Good to talk 2017,Theorie MIMIKRY ©Eike Walkenhorst.

Was wird es Besonderes oder Neues im diesem Jahr geben?
JN:
Wir haben eine Editionsmappe mit einer Auflage von 25 erstellt, wo alle Gründergalerien einen ihrer Künstler gefragt haben, eine Arbeit zu produzieren. Es sind fünf Arbeiten von Sofia Hultén, Przemek Pyszczek, Renaud Regnery, Grit Richter und Sebastian Stumpf, alle A4, und die Mappe kostet 1500 Euro. Das ist gerade für junge Leute ein guter Anreiz, mit dem Sammeln zu beginnen. Dazu zeigen wir noch die Ausstellung „Depending on Position“, eine Augmented-Reality-Ausstellung, die man über eine App ansehen kann. Die Künstler, Alexander Mattacott, Dennis Rudolph und Tristan Schulze haben Skulpturen geschaffen, die dann über den Bildschirm des Handys sichtbar werden.

Augmented-Reality, Digitalisierung − ihr möchtet über die Kunstvermittlung der Zukunft sprechen. Habt ihr die Thematiken für die einzelnen Panels vorgegeben?
AS:
Eine Richtung ist vorgegeben, ja, aber an sich kann jeder über das Thema sprechen, das ihn interessiert. Es wird viel um Technologie, die Digitalisierung gehen, aber wir wollten es thematisch nicht in eine Richtung drängen, so dass wir diese Vielfalt und Offenheit in der Thematik bieten können. Aber gewissen Themenblöcke haben sich schon geformt.

JN: Was vor allem die Galeristen interessiert, ist die Frage, wo wir als Galeristen mit der Vermittlung von Kunst stehen? Gar nicht im Sinne eines pädagogischen Vermittelns. Sondern eher, wer ist der Rezipient? Und da gerade ist die Intersdisziplinarität das Entscheidende. Wir werden beispielsweise einen Talk über Artificial Intelligence halten, dann haben wir einen Wissenschaftler dabei, der das Thema Kunst nochmals von einer ganz anderen Seite beleuchtet. Oder einen Panel über „Business & Art“ und wie sich die beiden gegenseitig befruchten können.

Wo meint ihr, steht ihr als Galeristinnen bezogen auf die Vermittlung von Kunst?
AS:
Die Außenwelt verändert sich so stark durch die Digitalisierung. Alle Branchen müssen sich ändern. Aber auch die Kunstwelt muss sich anpassen. Das klassische Galeriensystem – also Galerien mit festem Raum und Künstlerstamm – hat jahrelang gut funktioniert, aber wahrscheinlich ist jetzt die Zeit, dass es sich öffnen und ändern kann, weil das Publikum ein anderes ist.
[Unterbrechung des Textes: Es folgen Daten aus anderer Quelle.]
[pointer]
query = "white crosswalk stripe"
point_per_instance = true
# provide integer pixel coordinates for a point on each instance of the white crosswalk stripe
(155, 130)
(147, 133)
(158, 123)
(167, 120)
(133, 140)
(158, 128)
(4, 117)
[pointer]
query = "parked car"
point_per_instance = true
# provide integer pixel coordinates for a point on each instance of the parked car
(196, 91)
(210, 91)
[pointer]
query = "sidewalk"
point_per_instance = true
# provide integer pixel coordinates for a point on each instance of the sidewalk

Junge Leute haben heutzutage ganz andere Zugänge, wie sie Kunst finden. Wo sie Kunst finden und wie sie sich damit beschäftigen. Man muss sich dann auch als Galerie überlegen, was dann passt. Es ist unsere Aufgabe als Galeristen, die Kunst zu vermitteln. Es geht eher darum, die Kunst in die Welt zu bringen. Deshalb muss man sich überlegen, wie man etwas vermitteln kann. Kunst ist ein Luxusgut, mit dem viele Menschen nichts anfangen können, aber man darf es dann eben nicht ausschließen, sondern muss die Leute heranführen. Man muss sich Zeit nehmen.

Good to talk 2017, Saturday Night ©Eike Walkenhorst.
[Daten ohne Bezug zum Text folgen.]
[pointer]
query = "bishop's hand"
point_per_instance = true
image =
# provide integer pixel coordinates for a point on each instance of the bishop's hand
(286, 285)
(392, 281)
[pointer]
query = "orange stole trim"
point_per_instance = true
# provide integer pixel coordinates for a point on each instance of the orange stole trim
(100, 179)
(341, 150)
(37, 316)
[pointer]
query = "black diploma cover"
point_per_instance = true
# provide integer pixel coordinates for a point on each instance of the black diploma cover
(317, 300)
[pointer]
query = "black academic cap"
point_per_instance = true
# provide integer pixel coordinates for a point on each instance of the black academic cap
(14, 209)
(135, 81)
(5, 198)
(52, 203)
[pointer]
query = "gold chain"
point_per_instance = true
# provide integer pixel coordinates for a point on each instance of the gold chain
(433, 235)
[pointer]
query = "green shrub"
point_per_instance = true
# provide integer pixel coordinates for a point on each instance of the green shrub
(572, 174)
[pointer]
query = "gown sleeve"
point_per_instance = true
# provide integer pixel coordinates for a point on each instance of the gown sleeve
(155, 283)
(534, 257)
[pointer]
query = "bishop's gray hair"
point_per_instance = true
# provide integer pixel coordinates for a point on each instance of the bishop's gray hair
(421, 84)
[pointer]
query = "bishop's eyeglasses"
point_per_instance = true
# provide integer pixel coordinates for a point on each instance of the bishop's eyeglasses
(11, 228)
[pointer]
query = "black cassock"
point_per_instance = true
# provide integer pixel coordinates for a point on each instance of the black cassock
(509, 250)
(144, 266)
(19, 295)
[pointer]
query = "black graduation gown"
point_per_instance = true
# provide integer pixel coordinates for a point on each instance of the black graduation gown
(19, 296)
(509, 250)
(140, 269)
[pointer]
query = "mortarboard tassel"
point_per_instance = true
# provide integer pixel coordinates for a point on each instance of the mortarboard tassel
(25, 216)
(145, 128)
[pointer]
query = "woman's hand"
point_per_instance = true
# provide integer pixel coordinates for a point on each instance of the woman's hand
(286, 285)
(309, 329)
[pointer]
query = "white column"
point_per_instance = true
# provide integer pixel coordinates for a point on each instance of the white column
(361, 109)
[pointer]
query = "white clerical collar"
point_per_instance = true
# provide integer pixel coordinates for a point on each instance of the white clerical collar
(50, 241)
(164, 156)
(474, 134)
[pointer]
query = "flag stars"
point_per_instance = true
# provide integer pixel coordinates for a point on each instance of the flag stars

Dann ist „Good To Talk“ ja der ideale Ort, um mal in die Kunstwelt reinzuschnuppern?
JN:
Es geht darum, ganz viel zu lernen. „Good To Talk“ besteht auch deshalb aus so verschiedenen Talks, weil somit die unterschiedlichen Bereiche gefüllt werden. Kunst ist ja nicht nur in eine Richtung. Nicht nur Malerei an der Wand. Jeder Galerist oder jeder Künstler hat eine andere Vorstellung von Kunst. Man bekommt einen guten Überblick, wie vielfältig Kunst eigentlich ist. Und ehrlich gesagt, ist es doch wunderbar, vormittags gehst du dahin, hörst ein paar Talks, triffst ein paar Freunde, isst einen super köstlichen Burger, lauscht den Panels, lernst viel dazu und ab 24 Uhr gibt’s ne After Party. Direkt am Berghain. Und wenn du richtig clever bist, stellst du dich danach noch in die Schlange. Das ist ein Rundum-Packet. Für 7 Euro Eintritt.
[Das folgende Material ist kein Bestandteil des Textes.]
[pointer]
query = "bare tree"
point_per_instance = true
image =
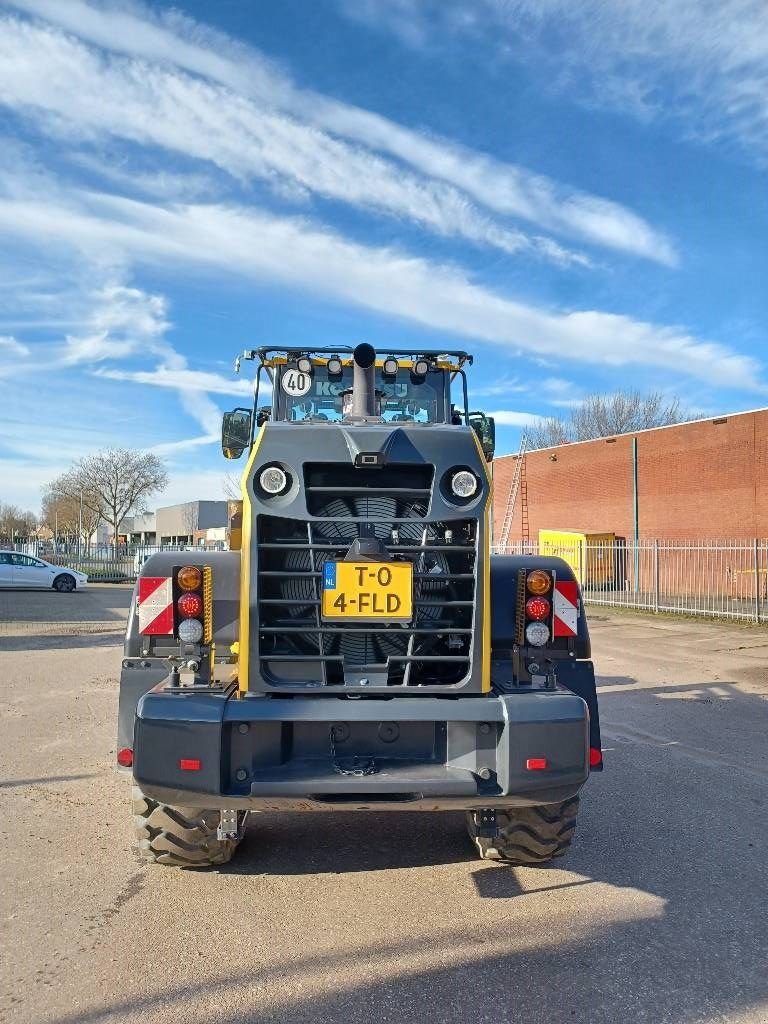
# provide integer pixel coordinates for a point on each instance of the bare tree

Vielen Dank für das Gespräch!

WANN: „Good To Talk“ beginnt am morgigen Samstag, den 28. September, um 12 Uhr und läuft 12 Stunden bis 24 Uhr. Danach gibts eine After-Party. Das volle Programm könnt ihr hier einsehen. Türen öffnen um 11.30 Uhr.
WO: Kantine am Berghain, Am Wriezener Bahnhof, 10243 Berlin.